PIX on Windows

Performance tuning and debugging for DirectX 12 games on Windows

Callgraph Captures (Deprecated)

PIX Callgraph Captures are deprecated starting with the 2101.27 release of PIX on Windows. The ability to take Callgraph Captures will be removed in an upcoming release of PIX.

The primary profiling workflow previously provided by Callgraph Captures is now provided by the Sampling Profiler that is part of Timing Captures. Callgraph Captures were commonly used to analyze the full callgraph of a specified function to find the call path called most frequently, the path that took the longest to execute and so on. The Sampling Profiler now provides this capability via a callstack tree that is created by aggregating the CPU samples collected while a Timing Capture is running. The stack tree can be accessed by selecting the Sampled Functions value from the Items to Show dropdown in the Range Details view as shown in the following figure.

Image pix sampling profiler aggregated tree group by

Callgraph Captures were primarily used to examine the calltree for a single function.
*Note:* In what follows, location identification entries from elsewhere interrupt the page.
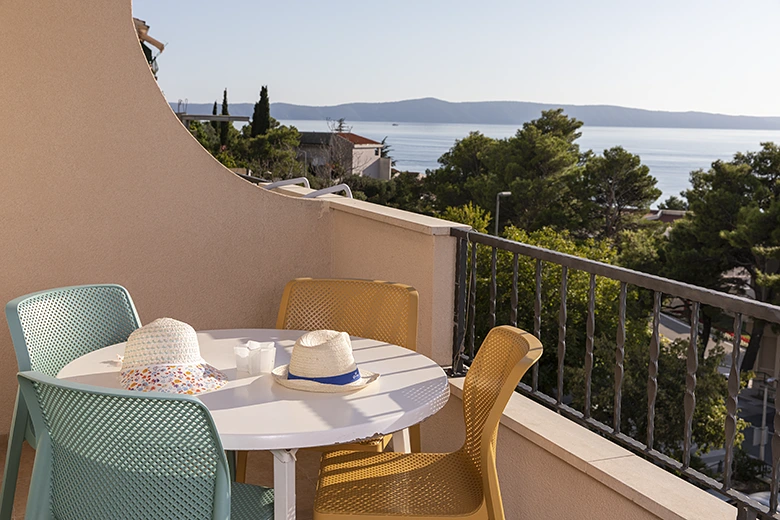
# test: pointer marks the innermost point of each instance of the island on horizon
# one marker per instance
(432, 110)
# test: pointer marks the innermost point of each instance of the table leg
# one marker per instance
(402, 442)
(284, 484)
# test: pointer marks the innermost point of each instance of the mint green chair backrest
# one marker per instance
(119, 454)
(51, 328)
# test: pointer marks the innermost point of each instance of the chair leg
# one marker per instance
(415, 439)
(401, 442)
(13, 457)
(241, 457)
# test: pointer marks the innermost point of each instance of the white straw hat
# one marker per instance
(164, 356)
(322, 361)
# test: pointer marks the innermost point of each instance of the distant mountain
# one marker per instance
(431, 110)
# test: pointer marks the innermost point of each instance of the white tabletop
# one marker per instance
(255, 413)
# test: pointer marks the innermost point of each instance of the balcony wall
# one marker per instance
(99, 182)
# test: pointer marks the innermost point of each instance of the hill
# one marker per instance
(431, 110)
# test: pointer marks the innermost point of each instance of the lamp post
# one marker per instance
(498, 201)
(767, 382)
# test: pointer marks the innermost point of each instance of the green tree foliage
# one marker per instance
(385, 151)
(616, 190)
(670, 416)
(224, 133)
(404, 191)
(539, 165)
(718, 245)
(469, 214)
(274, 152)
(261, 118)
(673, 202)
(463, 169)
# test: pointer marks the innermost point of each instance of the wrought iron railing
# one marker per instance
(465, 338)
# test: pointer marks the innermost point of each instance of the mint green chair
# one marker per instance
(104, 453)
(50, 329)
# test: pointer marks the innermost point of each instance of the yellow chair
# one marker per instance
(425, 486)
(382, 311)
(372, 309)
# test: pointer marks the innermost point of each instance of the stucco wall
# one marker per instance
(370, 248)
(99, 182)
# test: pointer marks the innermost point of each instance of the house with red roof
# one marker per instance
(344, 153)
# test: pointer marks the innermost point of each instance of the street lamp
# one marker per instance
(768, 381)
(498, 201)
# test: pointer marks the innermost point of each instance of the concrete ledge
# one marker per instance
(657, 491)
(391, 216)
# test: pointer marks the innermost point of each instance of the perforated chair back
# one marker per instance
(123, 455)
(372, 309)
(505, 356)
(51, 328)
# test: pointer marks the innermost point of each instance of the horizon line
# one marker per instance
(561, 105)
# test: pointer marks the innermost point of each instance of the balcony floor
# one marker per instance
(259, 471)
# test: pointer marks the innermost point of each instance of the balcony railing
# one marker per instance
(465, 337)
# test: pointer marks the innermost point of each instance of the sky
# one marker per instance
(684, 55)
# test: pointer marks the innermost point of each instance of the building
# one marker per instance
(192, 240)
(344, 153)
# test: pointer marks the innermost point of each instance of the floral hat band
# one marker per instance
(164, 356)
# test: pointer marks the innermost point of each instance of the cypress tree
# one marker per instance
(214, 124)
(223, 126)
(261, 118)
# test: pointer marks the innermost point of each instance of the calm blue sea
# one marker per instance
(671, 153)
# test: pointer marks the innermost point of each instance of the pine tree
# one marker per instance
(261, 118)
(215, 124)
(223, 125)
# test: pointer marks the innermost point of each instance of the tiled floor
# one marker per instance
(259, 471)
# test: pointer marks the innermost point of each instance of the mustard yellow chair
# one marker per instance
(363, 486)
(382, 311)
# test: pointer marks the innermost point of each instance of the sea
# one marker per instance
(670, 153)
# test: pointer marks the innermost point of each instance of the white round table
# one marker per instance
(255, 413)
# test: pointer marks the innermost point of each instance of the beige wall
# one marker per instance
(369, 248)
(100, 182)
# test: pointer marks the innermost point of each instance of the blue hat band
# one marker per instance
(343, 379)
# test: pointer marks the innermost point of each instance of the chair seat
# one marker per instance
(248, 502)
(426, 485)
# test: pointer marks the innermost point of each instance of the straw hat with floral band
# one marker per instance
(164, 356)
(322, 361)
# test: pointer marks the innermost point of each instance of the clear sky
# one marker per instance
(710, 55)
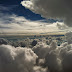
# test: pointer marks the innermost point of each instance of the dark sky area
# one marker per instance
(19, 10)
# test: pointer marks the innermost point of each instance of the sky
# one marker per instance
(17, 18)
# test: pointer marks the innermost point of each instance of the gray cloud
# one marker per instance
(57, 9)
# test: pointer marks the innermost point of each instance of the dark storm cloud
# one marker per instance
(57, 9)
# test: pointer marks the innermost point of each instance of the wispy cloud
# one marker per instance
(11, 23)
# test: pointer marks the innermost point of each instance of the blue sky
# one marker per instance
(15, 18)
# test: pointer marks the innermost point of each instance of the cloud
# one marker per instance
(57, 9)
(16, 59)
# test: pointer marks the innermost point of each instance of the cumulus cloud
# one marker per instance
(16, 59)
(57, 9)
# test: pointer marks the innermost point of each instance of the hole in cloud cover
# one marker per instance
(57, 9)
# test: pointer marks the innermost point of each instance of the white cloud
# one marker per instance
(16, 59)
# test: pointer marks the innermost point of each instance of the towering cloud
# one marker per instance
(57, 9)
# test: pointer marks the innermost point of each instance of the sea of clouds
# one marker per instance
(39, 57)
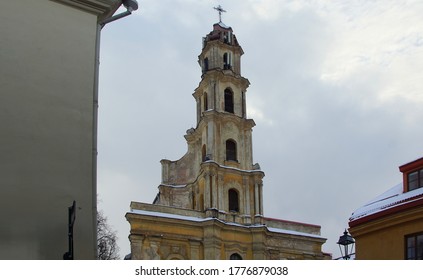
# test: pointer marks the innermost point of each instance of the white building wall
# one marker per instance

This capability is provided in the Sampling Profiler by allowing you to view the calltree based on a focused function. Selecting a function as a focus function rebuilds the stack tree based on all calls to that function. The focused function becomes the top node in the tree with its entire calltree displayed as children. To select a function to focus on, right click on a function in the Range Details view and choose the Set Focus Function from the context menu.

Image pix sampling profiler stack tree focus function

If you should need to access the deprecated Callgraph Captures for any reason, you can do so by selecting the Enable legacy Callgraph and Function Summary capture types checkbox on PIX’s Settings page.

Image pix deprecated rmln captures

 

Overview

Callgraph Captures provide the full callgraph for a specified function along with the callgraphs for everything that was running in parallel at the time the function was captured.  A primary use of a Callgraph Capture is to find the most expensive path through the graph for your specified function.  This path is known as the hotpath.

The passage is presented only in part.